I'd think if you were to use it you would save it for PCs only, rather than monsters and henchmen. Or alternately give henchmen and monsters a flat Flesh/Vitality stat (something like 1 point per HD).

If you're just running 5 PCs at the start it's not much, but like said by the time you get to mid-levels in OSR play you're usually running 5 PCs, 5 henchmen, maybe another 5 assorted hirelings, and then running into wilderness encounters of 1d6x2d4 Orcs... things scale up fast.

yeah, but as soon as you have a bunch of level 1 fighters and enemy monsters with 2 HD or so it becomes annoying as fuck. So far the rule with "massive damage" meaning a potential injury was very efficient in play and still hat interesting results during combat. I usually allow for a parry if you skip your next action to halve incoming damage (the more damage the harder the parry, you can sacrifice your weapon for +3 to parry and your shield for +6 to parry).

Maybe so, but I usually track wounds with hash marks ( |||| for 4) and it's easy to make horizontal ones for wounds to flesh. And generally for monsters/npcs I just set their flesh to the last hit die. So 6 flesh for a d6-based character.
(I make exceptions for unusually large critters, since my you-just-got-seriously-wounded system is based on doing half the flesh value in one attack, but big things like that are uncommon)

Yeah, its just not for me. Having massive damage and then a die roll determine if you just got nicked in the guts feels just much more natural to me. And in that tactical, whole dungeon spanning battle of 20 goblins and 2 goblin leaders versus 6 adventurers and 4 henchmen I noticed that flesh and bleeding out every turn, etc. would just have slowed it down too much. And huge damage -> die roll -> see if gobbo/hero just got gutted feels faster and more elegant.

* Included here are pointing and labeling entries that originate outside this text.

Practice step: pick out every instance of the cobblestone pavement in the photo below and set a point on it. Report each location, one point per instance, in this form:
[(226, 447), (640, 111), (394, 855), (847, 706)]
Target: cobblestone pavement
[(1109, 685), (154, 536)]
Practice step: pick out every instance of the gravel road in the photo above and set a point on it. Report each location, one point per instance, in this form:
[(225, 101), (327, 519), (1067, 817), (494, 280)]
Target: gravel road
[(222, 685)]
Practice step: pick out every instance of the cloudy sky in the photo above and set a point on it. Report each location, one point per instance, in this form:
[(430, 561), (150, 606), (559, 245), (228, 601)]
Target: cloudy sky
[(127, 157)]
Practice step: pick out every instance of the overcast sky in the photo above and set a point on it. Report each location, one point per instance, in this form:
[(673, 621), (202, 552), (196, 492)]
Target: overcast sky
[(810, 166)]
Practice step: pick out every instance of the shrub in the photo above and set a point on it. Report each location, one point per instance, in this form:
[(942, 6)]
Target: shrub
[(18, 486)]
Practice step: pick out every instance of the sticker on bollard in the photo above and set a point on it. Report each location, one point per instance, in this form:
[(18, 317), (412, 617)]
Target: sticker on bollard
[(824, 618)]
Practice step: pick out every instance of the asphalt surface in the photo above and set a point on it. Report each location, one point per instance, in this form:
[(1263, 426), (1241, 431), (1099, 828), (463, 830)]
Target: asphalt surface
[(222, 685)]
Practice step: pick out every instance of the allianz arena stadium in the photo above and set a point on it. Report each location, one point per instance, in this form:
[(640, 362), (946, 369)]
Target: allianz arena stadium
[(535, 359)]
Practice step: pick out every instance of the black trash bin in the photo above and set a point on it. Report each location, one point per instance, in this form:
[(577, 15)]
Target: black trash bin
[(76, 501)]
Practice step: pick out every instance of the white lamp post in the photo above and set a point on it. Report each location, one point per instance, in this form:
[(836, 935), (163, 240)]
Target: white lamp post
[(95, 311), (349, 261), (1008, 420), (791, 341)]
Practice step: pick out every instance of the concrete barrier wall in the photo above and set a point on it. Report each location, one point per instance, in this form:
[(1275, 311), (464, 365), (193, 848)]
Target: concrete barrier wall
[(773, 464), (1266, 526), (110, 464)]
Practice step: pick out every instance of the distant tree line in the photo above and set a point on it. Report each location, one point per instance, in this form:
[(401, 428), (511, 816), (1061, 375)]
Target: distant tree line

Thinking of running an OSR game but I'm not sure what to run. My party has only ever played (in D&D terms) 3.5 and 5 (me and one other also tried 4e as well) so I'm not sure which game would be best to "ease them in" as it were.

Suggestions? I was looking at DCC, BFRPG and Darker Dungeons but I want some other ideas or more info on those three please.

DCC and BFRPG seem like good choices. BFRPG is good if you want race-and-class and a more general ruleset, and DCC is good if you want a very fun and gonzo system and can handle tables and funky dice.

People say DCC is the closest to 3.5 mostly because the way it handles stat blocks and crunch. BFRPG is more pick up and play. DCC is my favorite at the moment.

True, the funky dice are probably going to be the reason me and my party back away, at least until I can get a set of them.

I think we're going to go with BFRPG and add some supplements to it to give my party some more options as well.